YOKOHAMA, Japan -- Nissan Motor Co. just announced it will return to the 24 Hours of Le Mans endurance race with a car sporting the brand's signature "electric powertrain."
But is it really a pure electric vehicle, such as the Leaf -- boasting the technology Nissan has staked its reputation on?
Obviously a car such as the Leaf, with its limited range, won't be able to power through 24 hours of high-performance racing. The Leaf gets about 73 miles on a full battery. At Le Mans, competitors typically top 3,000 miles in the 24-hour period.
"No, you're absolutely right," Global Motor Sports Director Darren Cox said when asked if a Leaf-like EV could hack it.
Indeed, when announcing the car, Nissan CEO Carlos Ghosn seemed deliberately evasive. He called the technology an "electric powertrain that will deliver zero emissions on demand."
It sounds like he is talking about an electrified powertrain, as opposed to a pure electric one, one that can run for stints on all-electric power. Much like a plug-in hybrid.
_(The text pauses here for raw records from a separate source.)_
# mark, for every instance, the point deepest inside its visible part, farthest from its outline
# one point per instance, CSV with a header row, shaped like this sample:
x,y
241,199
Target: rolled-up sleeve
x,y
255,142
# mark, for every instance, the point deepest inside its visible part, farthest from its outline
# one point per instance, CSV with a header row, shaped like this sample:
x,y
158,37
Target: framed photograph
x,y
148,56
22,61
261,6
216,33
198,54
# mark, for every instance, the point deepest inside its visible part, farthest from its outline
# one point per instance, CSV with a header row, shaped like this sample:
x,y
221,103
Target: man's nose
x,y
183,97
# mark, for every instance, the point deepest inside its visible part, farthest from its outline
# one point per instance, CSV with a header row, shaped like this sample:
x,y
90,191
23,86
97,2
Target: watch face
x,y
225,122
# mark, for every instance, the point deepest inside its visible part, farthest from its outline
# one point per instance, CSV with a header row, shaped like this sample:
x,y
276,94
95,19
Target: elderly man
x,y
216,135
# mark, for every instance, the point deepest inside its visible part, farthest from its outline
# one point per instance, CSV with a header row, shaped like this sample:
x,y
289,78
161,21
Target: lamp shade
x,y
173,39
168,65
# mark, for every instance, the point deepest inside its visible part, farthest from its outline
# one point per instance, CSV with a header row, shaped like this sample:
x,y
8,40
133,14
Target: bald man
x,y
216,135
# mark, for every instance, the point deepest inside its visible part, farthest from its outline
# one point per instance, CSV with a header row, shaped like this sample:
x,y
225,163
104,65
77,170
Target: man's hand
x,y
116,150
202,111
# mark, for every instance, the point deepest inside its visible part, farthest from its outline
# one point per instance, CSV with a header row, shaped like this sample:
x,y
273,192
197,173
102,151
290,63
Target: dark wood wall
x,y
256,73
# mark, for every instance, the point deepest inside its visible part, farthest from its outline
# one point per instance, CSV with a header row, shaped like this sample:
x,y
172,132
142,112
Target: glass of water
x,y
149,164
The car most likely will need two power sources: Electricity from the battery and possibly gasoline, hydrogen or some other fuel to power the car when it's not running emissions-free.
Yet Nissan contorted itself to avoid the h-word, for hybrids.
Shoichi Miyatani, president of Nissan's Nismo performance and racing unit, quickly zipped his lip when asked if the car would use some sort of plug-in hybrid technology.
Yet Cox dangled a couple other possibilities, including a range-extender system, like the Chevrolet Volt, or even a hydrogen-based drivetrain, such as those based on fuel cells.
"What we call zero emissions on demand means that the driver is in control" of choosing the driving mode, Cox said. "If you're in the city, you have an electric vehicle. If you're out of the city you can use that for longer range stuff as well."
Wouldn't using two propulsion power sources thusly qualify it as a hybrid according to the Society of Automotive Engineers?
"Not quite," Cox says, before adding: "Yeah, if you want to call it a hybrid in the widest sense."
Back to pure electrics for a minute. Recharging at pit stops seems out of the question, even with fast chargers. But here's an intriguing possibility to chew on: swappable batteries.
Swapping out used batteries -- along the lines of Better Place, the struggling battery-switching start up -- could be quick way to get Nissan's electrified Le Mans racer back to full charge.
And it would be "on demand."
In any case, Nissan's pit assignment will be Garage 56, the Le Mans entry reserved for innovative concepts cars. It will be interesting to watch what innovations Nissan brings to the race.